Advice on Picking a Wedding Date and Avoiding Dates that Will be a Problem Later

Bride & groom in ceremony
Nerida McMurray Photography/Digital Vision/Getty Images

Many wedding articles you'll read will provide advice on the best wedding dates for good weather and big discounts. What they don't tell you is what the worst wedding dates are. Here are some wedding dates you'll probably want to avoid.
 

Wedding Dates When Your Guests Might Rather be Somewhere Else.

  • New Year's and Christmas (Anywhere between the 23th of December and the 5th of January)
  • Thanksgiving (In US, the fourth Thursday of November. In Canada, the second Monday of the month.)
  • Superbowl weekend 
  • The World Series
  • In the US, the weekend before April 15 - tax day! Okay, probably no one would rather be doing taxes, but they might be a little stressed out!
  • Memorial Day weekend
  • Labor Day weekend
    While some wedding experts say these both Labor Day and Memorial Day are good days to get married (as you'll likely find cheaper rates on venues and vendors, and your guest will have three days to travel), wedding guests often have other plans for these weekends. It's also harder and more expensive to travel on those weekends.

Wedding Dates That May Bring Bad Luck

  • Weekends that include a Friday the 13th
  • The Ides of March (March 15)
  • September 11
  • Daylight savings days (since your guests may either arrive an hour early, or show up horribly late.)

Religious Observances

  • If you are Jewish, or many of your guests are Jewish, you may wish to avoid Friday evening weddings, and Saturday weddings before sundown. You'll want to consult a Jewish calendar before setting your date. Don't marry on Rosh Hashanah or Yom Kippur. Most synagogues frown on marriages during the Days of Awe (the 10 days between Rosh Hashanah and Yom Kippur), as that is a very busy time. Depending on your community or denomination, you may be able to get married immediately after Passover, or may have to wait until after either Yom HaShoah or Shavout.

     

    • If you are Christian, or many of your guests are Christian, you'll want to avoid Holy Week (from Palm Sunday Weekend through Easter Sunday), and Christmas weddings (weekends around December 25). Some churches find Sunday weddings after the service a joyful celebration of the Sabbath, others frown on a wedding during the day of rest. Check with your congregation to be sure.
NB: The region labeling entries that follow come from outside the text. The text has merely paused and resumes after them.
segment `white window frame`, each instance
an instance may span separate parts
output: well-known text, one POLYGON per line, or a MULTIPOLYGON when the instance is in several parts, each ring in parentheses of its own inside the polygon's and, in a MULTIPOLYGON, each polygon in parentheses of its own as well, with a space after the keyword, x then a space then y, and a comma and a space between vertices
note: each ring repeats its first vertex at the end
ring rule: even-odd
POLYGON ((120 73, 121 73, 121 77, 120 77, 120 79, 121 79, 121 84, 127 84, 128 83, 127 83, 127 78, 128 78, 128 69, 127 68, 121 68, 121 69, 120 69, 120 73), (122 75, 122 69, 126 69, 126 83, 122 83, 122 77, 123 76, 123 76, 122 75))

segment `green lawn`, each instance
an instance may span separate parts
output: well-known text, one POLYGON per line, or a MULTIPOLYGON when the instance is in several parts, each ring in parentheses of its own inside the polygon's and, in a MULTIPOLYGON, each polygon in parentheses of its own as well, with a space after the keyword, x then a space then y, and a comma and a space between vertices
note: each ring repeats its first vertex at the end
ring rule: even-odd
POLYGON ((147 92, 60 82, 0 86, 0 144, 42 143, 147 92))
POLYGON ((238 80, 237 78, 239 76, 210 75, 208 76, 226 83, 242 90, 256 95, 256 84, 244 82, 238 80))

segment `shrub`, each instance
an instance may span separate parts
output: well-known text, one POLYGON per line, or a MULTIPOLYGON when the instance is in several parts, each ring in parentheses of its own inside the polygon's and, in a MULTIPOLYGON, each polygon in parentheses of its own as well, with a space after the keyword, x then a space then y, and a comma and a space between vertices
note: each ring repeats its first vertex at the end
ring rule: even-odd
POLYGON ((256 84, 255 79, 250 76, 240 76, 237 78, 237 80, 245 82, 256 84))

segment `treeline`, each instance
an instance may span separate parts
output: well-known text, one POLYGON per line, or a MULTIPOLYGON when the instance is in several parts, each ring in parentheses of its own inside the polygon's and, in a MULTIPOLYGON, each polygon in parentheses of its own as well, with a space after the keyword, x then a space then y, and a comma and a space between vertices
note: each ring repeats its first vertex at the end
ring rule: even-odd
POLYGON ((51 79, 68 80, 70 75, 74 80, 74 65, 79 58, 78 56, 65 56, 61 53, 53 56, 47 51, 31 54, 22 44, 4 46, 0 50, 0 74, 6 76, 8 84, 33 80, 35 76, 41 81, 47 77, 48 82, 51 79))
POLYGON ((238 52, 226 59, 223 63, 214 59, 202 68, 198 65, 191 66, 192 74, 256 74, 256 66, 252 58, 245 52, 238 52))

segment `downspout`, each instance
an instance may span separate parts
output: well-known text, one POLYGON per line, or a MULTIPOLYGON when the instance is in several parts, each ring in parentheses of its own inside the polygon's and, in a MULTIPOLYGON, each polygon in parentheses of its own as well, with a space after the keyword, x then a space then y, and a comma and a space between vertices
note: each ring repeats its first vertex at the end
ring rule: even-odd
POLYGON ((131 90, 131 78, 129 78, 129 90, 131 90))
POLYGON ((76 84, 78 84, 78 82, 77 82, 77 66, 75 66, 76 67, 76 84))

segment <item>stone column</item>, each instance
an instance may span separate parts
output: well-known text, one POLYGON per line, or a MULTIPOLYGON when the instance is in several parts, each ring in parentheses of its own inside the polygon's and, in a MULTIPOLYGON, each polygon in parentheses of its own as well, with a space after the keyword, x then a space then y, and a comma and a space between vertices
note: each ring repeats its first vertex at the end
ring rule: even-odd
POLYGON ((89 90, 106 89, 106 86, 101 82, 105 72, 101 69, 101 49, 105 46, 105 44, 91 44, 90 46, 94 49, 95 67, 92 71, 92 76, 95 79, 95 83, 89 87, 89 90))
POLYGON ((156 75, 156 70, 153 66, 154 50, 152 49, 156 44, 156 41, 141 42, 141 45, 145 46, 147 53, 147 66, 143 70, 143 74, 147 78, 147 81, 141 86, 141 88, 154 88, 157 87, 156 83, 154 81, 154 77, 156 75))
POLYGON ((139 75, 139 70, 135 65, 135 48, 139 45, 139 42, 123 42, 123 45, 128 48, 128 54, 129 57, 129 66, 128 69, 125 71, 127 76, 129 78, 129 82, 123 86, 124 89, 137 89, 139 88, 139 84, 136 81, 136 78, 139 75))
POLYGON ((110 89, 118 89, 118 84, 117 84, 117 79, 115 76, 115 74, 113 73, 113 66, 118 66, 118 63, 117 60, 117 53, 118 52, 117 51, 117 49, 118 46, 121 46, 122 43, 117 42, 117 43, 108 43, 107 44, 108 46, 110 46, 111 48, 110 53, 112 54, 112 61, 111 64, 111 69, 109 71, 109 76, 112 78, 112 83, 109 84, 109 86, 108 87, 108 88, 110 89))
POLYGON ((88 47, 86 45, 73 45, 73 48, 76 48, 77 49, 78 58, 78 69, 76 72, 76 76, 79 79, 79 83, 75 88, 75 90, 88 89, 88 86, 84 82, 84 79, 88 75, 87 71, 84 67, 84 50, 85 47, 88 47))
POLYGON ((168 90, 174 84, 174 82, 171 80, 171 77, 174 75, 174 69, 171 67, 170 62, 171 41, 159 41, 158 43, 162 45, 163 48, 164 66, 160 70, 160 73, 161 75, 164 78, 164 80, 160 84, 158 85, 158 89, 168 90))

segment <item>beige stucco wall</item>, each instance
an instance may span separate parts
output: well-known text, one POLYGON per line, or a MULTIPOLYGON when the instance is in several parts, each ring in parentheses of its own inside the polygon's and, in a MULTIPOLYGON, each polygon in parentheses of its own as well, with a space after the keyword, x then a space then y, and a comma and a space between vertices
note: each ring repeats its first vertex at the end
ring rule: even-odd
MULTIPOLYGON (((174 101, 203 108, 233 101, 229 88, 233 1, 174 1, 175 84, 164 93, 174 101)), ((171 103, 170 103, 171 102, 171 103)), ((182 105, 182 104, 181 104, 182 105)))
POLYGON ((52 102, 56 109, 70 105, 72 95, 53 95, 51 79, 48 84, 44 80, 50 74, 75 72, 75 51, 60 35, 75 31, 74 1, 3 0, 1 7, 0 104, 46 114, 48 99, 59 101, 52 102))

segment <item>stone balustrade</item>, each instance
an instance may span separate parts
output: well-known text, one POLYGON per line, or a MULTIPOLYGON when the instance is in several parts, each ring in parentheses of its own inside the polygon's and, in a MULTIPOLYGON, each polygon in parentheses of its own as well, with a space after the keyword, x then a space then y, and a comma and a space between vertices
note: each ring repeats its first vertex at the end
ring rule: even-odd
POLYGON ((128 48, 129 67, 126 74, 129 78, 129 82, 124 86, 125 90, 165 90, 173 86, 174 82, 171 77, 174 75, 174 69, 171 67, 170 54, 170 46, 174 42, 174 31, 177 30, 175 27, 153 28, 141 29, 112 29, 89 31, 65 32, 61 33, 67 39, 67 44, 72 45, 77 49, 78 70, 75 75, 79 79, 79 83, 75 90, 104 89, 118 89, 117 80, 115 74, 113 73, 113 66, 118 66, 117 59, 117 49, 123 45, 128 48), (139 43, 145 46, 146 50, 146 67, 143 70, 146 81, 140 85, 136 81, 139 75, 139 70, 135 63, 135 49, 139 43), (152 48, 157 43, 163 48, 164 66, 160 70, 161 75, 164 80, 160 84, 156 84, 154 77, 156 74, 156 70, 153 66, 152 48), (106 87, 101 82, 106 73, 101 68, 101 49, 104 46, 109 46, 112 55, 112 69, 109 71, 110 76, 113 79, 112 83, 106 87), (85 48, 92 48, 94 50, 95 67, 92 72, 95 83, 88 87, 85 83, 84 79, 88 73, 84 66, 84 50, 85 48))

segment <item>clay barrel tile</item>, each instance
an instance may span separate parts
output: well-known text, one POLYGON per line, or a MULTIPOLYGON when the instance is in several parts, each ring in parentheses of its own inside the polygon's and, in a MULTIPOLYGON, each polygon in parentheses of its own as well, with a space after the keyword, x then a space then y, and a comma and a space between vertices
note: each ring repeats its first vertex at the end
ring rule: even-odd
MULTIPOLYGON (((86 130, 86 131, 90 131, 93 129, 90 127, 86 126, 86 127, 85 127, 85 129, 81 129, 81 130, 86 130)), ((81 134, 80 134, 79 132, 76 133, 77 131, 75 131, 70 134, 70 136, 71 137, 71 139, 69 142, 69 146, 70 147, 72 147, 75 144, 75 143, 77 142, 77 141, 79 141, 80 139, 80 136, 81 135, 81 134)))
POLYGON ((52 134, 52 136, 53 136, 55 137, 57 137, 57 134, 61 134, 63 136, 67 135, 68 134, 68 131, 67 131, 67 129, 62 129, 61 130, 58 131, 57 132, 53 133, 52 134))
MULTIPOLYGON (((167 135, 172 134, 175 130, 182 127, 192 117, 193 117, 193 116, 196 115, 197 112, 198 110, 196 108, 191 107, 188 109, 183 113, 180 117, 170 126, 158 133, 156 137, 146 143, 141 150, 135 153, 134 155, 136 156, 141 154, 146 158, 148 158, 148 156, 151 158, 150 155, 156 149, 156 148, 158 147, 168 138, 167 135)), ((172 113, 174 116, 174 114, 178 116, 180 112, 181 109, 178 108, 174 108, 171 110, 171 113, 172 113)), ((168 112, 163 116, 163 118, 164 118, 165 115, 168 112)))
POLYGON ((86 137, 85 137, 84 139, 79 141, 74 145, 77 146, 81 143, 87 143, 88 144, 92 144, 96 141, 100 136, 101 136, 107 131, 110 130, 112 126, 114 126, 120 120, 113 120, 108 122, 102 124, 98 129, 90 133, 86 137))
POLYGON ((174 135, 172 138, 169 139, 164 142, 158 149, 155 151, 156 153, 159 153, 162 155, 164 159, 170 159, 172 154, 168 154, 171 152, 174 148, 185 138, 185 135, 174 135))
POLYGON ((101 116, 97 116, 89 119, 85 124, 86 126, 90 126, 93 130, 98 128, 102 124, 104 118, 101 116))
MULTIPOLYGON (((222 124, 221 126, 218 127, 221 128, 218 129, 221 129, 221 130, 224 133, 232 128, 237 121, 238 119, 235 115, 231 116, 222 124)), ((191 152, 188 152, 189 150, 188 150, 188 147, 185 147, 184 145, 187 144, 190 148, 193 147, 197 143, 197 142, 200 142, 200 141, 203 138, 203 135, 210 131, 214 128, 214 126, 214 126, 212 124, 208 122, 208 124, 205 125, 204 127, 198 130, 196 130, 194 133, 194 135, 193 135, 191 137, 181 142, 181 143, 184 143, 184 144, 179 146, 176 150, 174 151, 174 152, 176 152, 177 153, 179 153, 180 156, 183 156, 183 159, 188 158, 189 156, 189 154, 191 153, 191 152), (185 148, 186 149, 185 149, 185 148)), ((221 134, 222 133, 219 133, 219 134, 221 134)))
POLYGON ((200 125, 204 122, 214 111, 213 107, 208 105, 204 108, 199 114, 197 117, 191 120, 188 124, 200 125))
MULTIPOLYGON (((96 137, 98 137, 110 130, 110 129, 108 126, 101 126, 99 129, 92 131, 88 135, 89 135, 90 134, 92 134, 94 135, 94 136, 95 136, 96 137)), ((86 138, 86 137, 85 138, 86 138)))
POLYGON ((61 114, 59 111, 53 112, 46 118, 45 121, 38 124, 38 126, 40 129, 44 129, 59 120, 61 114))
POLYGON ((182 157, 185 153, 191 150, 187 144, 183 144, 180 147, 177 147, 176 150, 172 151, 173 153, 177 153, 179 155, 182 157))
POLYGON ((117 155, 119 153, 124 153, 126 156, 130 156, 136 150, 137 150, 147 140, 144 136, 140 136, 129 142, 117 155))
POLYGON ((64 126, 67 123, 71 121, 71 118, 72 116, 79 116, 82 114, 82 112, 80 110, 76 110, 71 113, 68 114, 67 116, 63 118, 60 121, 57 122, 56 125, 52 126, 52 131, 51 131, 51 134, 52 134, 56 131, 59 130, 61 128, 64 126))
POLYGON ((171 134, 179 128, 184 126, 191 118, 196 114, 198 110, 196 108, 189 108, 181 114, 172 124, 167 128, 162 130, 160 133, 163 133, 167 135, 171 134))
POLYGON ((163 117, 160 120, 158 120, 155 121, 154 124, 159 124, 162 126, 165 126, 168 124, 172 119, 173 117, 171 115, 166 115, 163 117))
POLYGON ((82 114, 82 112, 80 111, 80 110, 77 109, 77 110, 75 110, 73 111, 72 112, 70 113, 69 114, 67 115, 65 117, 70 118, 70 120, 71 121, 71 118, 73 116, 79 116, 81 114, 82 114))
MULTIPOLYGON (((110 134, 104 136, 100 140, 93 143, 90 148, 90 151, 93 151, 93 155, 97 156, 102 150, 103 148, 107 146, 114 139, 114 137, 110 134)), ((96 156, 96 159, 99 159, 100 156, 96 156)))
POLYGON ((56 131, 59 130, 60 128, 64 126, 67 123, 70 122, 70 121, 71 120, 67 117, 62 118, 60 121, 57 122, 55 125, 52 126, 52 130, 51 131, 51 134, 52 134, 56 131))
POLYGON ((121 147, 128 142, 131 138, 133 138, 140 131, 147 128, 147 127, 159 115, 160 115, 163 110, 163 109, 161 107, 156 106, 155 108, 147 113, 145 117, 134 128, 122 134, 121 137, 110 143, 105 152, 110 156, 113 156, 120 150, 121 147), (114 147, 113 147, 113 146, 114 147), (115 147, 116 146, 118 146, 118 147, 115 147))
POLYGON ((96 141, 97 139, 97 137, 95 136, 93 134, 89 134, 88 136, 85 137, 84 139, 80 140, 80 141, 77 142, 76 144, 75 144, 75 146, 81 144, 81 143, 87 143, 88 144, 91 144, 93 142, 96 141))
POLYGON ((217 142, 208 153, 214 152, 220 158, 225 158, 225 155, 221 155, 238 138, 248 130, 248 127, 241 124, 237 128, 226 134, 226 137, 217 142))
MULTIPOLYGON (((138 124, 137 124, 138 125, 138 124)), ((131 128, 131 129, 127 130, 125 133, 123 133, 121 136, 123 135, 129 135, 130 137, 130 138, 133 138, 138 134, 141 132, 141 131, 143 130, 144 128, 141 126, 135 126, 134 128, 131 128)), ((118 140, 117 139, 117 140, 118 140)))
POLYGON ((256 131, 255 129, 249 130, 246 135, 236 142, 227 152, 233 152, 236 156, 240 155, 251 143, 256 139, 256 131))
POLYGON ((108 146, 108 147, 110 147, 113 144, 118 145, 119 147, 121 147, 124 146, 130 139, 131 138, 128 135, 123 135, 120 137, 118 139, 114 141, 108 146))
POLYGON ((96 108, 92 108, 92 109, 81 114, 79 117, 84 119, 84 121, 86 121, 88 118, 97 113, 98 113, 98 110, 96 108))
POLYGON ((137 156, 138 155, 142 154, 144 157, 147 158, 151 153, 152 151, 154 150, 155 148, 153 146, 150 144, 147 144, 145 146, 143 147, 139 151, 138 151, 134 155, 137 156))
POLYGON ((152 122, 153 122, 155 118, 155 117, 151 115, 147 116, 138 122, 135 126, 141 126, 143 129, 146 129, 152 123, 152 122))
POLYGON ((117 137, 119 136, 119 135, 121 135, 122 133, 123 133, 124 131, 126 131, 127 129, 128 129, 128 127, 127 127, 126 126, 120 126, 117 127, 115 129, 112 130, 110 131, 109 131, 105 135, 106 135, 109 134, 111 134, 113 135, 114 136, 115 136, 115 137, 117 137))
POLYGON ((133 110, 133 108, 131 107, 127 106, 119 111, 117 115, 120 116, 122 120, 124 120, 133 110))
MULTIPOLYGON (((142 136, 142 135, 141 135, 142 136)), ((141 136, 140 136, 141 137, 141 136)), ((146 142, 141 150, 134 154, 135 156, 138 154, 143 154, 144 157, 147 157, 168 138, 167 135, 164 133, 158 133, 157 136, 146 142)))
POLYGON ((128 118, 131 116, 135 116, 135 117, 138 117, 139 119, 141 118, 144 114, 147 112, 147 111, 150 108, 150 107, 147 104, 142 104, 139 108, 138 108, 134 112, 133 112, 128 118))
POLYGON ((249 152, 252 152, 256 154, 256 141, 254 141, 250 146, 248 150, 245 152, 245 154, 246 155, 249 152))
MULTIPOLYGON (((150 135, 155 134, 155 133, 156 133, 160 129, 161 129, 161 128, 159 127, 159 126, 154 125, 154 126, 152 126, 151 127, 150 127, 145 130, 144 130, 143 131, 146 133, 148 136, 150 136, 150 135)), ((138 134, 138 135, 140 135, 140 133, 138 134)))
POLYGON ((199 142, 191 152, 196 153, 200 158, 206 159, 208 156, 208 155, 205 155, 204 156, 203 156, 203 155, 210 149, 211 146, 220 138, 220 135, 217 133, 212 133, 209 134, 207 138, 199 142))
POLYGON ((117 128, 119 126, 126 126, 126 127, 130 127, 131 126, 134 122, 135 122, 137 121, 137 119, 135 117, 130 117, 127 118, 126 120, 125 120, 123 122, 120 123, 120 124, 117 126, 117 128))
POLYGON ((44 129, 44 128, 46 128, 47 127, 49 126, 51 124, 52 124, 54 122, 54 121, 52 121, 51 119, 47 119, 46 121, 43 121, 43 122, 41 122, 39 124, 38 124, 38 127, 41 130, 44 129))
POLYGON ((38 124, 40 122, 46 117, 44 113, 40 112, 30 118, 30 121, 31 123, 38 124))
Also, be aware that December is a busy month for most Christians, and thus it is better to plan a wedding for a different month if many of your guests are Christian.
    • If you are Muslim, or many of your guests are Muslim, be aware that Shawwal is considered a favorable time for a wedding, but the sacred months of Muharram and Ramadan are very bad times for a wedding. Many Muslim weddings occur on Sunday. You'll want to consult your mosque before selecting a date, of course.